Rudolf’s copper nose was produced using a new additive manufacturing technique. This patent is being developed further for use in space. A 3D metal printer is being developed to generate aluminium, copper and titanium alloy components in microgravity, eventually flying on the International Space Station.
3D printing, formally known as additive manufacturing, can create complex shapes that are impossible to manufacture with traditional casting and machining techniques. Little to no material is wasted and cutting the number of steps in a manufacturing chain offers enormous cost benefits.
This Rudolf is a festive example and test case of 3D printing. The next step is creating ceramic shapes that can withstand extreme temperatures. ESA and its partners have already built ceramic-lattice models which will be revealed in the new year.
ESA is testing these ceramic lattices for satellite thrusters. Coated in platinum, the ceramic acts as a catalyst to burn monopropellant – adding to safety, reliability and improving performance.

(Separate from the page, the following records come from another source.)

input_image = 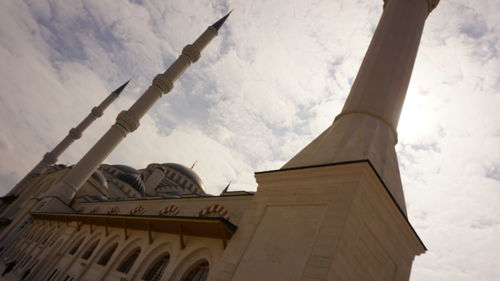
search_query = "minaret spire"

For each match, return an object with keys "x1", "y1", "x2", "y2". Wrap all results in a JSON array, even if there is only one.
[
  {"x1": 40, "y1": 14, "x2": 229, "y2": 208},
  {"x1": 212, "y1": 10, "x2": 233, "y2": 31},
  {"x1": 282, "y1": 0, "x2": 439, "y2": 210},
  {"x1": 11, "y1": 80, "x2": 130, "y2": 193}
]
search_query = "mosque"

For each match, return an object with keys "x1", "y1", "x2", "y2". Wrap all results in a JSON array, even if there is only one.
[{"x1": 0, "y1": 0, "x2": 439, "y2": 281}]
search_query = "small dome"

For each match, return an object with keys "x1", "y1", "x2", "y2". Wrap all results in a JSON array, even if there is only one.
[
  {"x1": 91, "y1": 170, "x2": 108, "y2": 188},
  {"x1": 116, "y1": 173, "x2": 146, "y2": 195},
  {"x1": 112, "y1": 165, "x2": 140, "y2": 174},
  {"x1": 163, "y1": 163, "x2": 205, "y2": 194}
]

Other applications being explored include using the technology for heat exchangers, catalytic convertors in cars and heat insulation.
The patents to make Rudolf come from ESA’s New Materials and Energy Unit in collaboration with Nick Adkins, Luke Carter and Hany Hassanin from Birmingham University, UK, and Wayne Voice and David Jarvis at ESA.
The project is part of ELIPS – European Programme for LIfe and Physical Sciences in Space, ESA’s research programme for science and applications in microgravity, helping to improve our life on Earth and enable humankind’s long-term presence in space.
Part of this research was carried out in the AMAZE project – Additive Manufacturing Aiming Towards Zero Waste & Efficient Production of High-Tech Metal Products – and partially funded by the European Commission’s Seventh Framework Programme under contract FoF.NMP.2012-4.313781.